Cuando el corazón siente un mal presentimiento, pocas veces se equivoca. Así lo vivió Marbeli Fernández, quien asegura que no pudo conciliar el sueño durante la madrugada, sintiendo que algo malo estaba por suceder. Horas más tarde, su temor se hizo realidad cuando un voraz incendio arrasó con su vivienda, ubicada en el barrio Villa Reconciliación Norte, Managua; dejando a su familia únicamente con la ropa que llevaban puesta.
«Yo estaba en mis horas laborales en mi trabajo y mis hijas me llamaron por teléfono para decirme que se estaba encendiendo un alambre de luz del techo y que el fuego estaba agarrando desde arriba.
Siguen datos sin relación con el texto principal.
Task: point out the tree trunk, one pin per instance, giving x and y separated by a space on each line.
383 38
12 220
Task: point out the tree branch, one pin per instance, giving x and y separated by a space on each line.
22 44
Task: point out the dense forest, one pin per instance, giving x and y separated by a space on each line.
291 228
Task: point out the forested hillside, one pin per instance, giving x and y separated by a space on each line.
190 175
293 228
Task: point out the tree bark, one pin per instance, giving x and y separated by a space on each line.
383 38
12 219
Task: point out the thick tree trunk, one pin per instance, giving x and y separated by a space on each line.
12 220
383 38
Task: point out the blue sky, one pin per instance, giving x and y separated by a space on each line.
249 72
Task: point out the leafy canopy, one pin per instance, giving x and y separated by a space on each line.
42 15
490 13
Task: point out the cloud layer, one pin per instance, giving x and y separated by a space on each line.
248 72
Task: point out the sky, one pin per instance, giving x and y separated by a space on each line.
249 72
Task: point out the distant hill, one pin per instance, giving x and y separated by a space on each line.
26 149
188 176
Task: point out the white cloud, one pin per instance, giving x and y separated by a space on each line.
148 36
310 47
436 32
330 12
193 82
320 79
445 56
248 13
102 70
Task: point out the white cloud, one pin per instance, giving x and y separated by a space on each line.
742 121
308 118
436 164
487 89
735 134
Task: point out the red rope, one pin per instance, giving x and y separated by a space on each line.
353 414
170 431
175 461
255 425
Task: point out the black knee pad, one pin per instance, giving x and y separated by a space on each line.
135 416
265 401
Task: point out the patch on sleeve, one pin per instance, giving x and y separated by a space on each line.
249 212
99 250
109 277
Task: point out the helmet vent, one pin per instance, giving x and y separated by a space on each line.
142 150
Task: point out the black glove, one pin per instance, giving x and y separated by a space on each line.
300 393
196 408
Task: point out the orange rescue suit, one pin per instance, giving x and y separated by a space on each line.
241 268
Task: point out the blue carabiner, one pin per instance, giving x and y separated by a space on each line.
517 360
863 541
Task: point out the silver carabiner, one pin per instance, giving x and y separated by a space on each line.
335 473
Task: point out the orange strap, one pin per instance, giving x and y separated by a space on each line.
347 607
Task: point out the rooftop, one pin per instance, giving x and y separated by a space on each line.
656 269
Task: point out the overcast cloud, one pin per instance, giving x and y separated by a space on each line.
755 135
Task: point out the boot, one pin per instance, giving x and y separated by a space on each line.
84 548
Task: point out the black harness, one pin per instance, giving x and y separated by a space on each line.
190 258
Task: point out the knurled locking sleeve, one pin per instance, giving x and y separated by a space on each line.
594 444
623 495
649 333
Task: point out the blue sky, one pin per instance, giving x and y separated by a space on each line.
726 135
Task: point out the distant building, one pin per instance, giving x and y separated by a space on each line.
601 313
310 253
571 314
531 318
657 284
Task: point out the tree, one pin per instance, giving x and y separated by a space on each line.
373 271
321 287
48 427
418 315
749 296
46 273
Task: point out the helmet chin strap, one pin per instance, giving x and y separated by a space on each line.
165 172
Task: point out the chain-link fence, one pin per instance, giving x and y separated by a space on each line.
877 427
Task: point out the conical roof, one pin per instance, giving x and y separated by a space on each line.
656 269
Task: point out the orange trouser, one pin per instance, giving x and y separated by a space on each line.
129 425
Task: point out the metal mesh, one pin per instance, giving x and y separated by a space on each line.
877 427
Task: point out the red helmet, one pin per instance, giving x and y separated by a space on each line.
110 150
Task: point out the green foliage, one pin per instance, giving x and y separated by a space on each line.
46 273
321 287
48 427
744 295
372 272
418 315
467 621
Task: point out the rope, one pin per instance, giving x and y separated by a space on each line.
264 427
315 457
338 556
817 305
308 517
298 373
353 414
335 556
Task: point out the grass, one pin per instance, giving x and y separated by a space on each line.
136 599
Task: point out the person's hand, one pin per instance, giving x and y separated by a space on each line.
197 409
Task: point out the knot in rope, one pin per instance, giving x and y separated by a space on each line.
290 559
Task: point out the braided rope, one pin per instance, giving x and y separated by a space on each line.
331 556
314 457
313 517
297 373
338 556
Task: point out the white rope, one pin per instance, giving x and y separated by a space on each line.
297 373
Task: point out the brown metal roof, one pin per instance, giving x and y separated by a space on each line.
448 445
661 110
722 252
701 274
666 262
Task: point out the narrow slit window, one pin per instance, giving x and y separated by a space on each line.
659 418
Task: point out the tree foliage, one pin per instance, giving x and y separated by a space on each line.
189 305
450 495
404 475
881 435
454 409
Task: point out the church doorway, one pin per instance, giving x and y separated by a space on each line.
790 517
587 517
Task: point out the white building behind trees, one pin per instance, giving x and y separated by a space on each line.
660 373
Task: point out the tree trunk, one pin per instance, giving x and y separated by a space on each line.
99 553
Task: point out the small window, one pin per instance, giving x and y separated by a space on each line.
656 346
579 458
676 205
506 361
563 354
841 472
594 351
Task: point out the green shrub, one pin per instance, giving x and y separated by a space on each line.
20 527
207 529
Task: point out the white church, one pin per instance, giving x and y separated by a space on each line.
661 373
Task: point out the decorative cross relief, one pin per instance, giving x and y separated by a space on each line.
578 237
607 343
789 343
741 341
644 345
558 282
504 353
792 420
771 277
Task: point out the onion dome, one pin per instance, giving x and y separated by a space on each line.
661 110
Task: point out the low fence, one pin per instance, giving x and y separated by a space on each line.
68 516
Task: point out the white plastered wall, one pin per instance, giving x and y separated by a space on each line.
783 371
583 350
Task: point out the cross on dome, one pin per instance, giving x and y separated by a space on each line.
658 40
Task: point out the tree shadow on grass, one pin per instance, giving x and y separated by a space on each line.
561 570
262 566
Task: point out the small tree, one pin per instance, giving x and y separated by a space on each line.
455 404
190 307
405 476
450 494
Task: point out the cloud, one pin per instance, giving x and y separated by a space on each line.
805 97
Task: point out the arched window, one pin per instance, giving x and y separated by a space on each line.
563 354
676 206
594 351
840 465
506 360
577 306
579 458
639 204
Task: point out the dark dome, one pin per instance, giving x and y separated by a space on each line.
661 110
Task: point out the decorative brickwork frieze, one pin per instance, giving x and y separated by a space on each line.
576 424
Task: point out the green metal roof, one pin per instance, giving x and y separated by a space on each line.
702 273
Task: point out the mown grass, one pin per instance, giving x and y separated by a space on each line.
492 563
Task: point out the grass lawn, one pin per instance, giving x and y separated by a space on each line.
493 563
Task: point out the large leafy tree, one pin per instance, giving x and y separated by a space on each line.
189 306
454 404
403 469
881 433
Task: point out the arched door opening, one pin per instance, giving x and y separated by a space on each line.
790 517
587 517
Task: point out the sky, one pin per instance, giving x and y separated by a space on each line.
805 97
Inmediatamente, me vine para acá. Fue cuando me dijeron que ya se había encendido toda la casa»; expresó Marbeli Fernández, propietaria de la vivienda.
«Es lo único que pude saber. Yo no podía dormir en toda la noche aquí, realmente lo presentía porque no podía conciliar el sueño, era algo horrible. Le dije a mi hija menor que tenía un mal presentimiento, algo feo, incluso no quería ir a trabajar hoy. Les dije: ‘no ando ganas de ir a trabajar’”; aseguró.
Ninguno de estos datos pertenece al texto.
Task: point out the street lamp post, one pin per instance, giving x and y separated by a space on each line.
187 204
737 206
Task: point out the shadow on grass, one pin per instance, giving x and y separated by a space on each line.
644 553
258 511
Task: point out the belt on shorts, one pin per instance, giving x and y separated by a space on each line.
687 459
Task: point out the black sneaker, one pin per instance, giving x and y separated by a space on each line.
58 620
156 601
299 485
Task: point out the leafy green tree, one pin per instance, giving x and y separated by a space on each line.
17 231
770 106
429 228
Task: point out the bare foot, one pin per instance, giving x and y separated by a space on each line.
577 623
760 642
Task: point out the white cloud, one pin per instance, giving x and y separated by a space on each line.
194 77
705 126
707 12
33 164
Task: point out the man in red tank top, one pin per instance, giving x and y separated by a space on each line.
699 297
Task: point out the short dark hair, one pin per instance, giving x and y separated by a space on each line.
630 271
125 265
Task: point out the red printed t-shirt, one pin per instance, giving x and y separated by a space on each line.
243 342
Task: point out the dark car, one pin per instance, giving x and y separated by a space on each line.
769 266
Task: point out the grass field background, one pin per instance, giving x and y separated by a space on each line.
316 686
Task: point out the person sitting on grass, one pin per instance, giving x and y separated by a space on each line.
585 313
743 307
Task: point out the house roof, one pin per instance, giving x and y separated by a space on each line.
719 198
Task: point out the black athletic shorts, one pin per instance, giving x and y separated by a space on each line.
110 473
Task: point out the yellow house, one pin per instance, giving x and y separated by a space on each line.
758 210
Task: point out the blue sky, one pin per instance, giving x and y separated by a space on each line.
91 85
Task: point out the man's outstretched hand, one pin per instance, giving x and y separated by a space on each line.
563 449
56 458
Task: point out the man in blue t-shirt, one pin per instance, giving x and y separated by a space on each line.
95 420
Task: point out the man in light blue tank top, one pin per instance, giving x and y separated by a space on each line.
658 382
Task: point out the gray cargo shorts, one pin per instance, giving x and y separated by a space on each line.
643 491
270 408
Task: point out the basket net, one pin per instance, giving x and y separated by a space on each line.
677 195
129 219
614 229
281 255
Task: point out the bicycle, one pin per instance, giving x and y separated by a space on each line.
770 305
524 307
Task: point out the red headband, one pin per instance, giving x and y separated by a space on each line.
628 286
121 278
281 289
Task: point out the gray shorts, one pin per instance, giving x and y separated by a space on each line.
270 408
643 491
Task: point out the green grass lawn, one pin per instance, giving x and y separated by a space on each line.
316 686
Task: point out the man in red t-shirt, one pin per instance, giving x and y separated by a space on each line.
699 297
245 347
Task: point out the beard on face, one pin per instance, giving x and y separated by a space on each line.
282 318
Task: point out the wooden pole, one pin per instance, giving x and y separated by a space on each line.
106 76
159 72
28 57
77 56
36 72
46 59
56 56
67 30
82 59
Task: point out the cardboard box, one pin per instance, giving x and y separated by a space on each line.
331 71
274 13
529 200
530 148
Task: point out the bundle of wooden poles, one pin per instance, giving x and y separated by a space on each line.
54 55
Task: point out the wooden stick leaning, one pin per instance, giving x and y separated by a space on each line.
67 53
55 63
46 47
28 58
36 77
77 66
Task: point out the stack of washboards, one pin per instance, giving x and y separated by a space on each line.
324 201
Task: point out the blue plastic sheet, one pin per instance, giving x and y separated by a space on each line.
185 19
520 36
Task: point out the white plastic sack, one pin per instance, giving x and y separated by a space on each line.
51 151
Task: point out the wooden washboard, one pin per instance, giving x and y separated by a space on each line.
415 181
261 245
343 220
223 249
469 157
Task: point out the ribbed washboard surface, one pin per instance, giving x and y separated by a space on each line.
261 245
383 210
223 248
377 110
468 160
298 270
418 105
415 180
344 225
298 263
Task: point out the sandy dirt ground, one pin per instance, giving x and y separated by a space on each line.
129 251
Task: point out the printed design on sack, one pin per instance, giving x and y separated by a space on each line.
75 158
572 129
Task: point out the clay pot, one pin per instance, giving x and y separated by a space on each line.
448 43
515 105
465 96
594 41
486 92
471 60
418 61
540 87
El siniestro consumió por completo dos cuartos y una cocina, reduciendo a cenizas años de esfuerzo y sacrificio. Vecinos relatan que las llamas se propagaron con rapidez, generando momentos de angustia entre quienes intentaban ayudar con baldes de agua mientras llegaban los bomberos. A pesar del desastre, afortunadamente no hubo personas lesionadas; aunque las pérdidas materiales son evidentes.

Investigación por incendio en Villa Reconciliación Norte
Hasta el momento se desconocen las causas que originaron el incendio, por lo que las autoridades correspondientes realizarán las debidas investigaciones para determinar qué pudo haberlo provocado. Marbeli y su familia hoy enfrentan la dura realidad de haberlo perdido todo, pero se aferran a la esperanza y a la solidaridad de quienes puedan tenderles una mano.
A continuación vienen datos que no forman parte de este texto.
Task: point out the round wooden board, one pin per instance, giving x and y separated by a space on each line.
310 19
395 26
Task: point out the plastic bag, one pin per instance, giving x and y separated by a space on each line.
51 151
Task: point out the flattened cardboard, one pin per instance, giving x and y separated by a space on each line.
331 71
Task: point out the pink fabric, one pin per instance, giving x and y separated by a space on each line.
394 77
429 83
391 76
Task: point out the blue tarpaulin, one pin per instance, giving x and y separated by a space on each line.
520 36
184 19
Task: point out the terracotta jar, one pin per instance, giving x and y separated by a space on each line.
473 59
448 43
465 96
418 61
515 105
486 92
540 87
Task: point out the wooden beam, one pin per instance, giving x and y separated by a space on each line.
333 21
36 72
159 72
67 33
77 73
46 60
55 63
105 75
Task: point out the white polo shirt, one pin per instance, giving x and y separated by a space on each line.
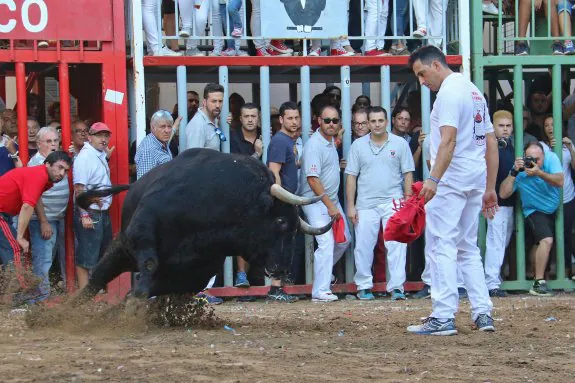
201 133
460 104
91 170
379 170
320 160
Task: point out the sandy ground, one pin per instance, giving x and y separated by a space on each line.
347 341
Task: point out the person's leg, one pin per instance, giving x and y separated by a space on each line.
469 256
365 239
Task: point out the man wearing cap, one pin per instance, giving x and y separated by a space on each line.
93 227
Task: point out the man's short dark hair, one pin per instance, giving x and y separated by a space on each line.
377 109
249 105
330 107
398 110
288 105
427 54
212 88
58 156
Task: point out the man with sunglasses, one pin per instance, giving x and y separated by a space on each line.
203 130
321 176
539 181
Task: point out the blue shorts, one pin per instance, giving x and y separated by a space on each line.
92 243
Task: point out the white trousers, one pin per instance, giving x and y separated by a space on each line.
429 15
328 251
376 22
366 233
150 21
452 220
499 231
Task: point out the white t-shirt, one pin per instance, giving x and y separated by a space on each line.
320 160
91 170
461 105
379 170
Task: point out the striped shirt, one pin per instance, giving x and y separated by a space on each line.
55 200
150 153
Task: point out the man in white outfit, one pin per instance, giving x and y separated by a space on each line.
464 162
379 167
320 174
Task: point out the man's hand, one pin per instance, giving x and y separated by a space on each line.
352 214
489 206
24 244
46 230
534 171
333 212
428 190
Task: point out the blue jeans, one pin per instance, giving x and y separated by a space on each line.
43 254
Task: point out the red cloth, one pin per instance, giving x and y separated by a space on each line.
408 222
22 185
338 228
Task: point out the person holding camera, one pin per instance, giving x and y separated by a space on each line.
538 177
500 228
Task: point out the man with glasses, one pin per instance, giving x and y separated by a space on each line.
154 150
203 130
47 226
538 176
93 227
379 168
321 176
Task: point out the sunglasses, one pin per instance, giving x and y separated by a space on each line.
221 134
330 120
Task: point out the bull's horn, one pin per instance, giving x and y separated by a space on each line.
283 195
306 228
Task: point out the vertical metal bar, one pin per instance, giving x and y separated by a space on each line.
21 97
224 81
182 91
65 120
385 90
138 82
557 133
345 75
518 125
265 106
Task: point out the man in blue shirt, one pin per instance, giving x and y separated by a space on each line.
539 184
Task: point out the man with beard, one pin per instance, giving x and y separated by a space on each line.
203 130
20 192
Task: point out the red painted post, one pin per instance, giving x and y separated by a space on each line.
21 98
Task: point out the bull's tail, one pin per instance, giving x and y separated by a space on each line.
84 200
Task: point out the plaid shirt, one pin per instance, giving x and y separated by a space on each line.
151 153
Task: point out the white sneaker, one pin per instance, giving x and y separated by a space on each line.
164 51
325 297
490 8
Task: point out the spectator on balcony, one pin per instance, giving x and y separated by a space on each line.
153 150
538 181
564 9
153 30
568 162
93 227
33 128
378 181
521 47
47 226
321 176
500 228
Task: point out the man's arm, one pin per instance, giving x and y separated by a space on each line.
275 167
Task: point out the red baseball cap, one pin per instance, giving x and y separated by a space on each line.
98 127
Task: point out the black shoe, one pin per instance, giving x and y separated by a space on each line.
278 294
497 293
Quienes deseen brindar apoyo a esta familia afectada por el incendio pueden comunicarse al número 7899-3147, donde se estarán recibiendo donaciones de ropa, alimentos o cualquier tipo de ayuda que contribuya a aliviar esta difícil situación. En medio de la tragedia; el espíritu de solidaridad sigue siendo la llama que mantiene viva la esperanza.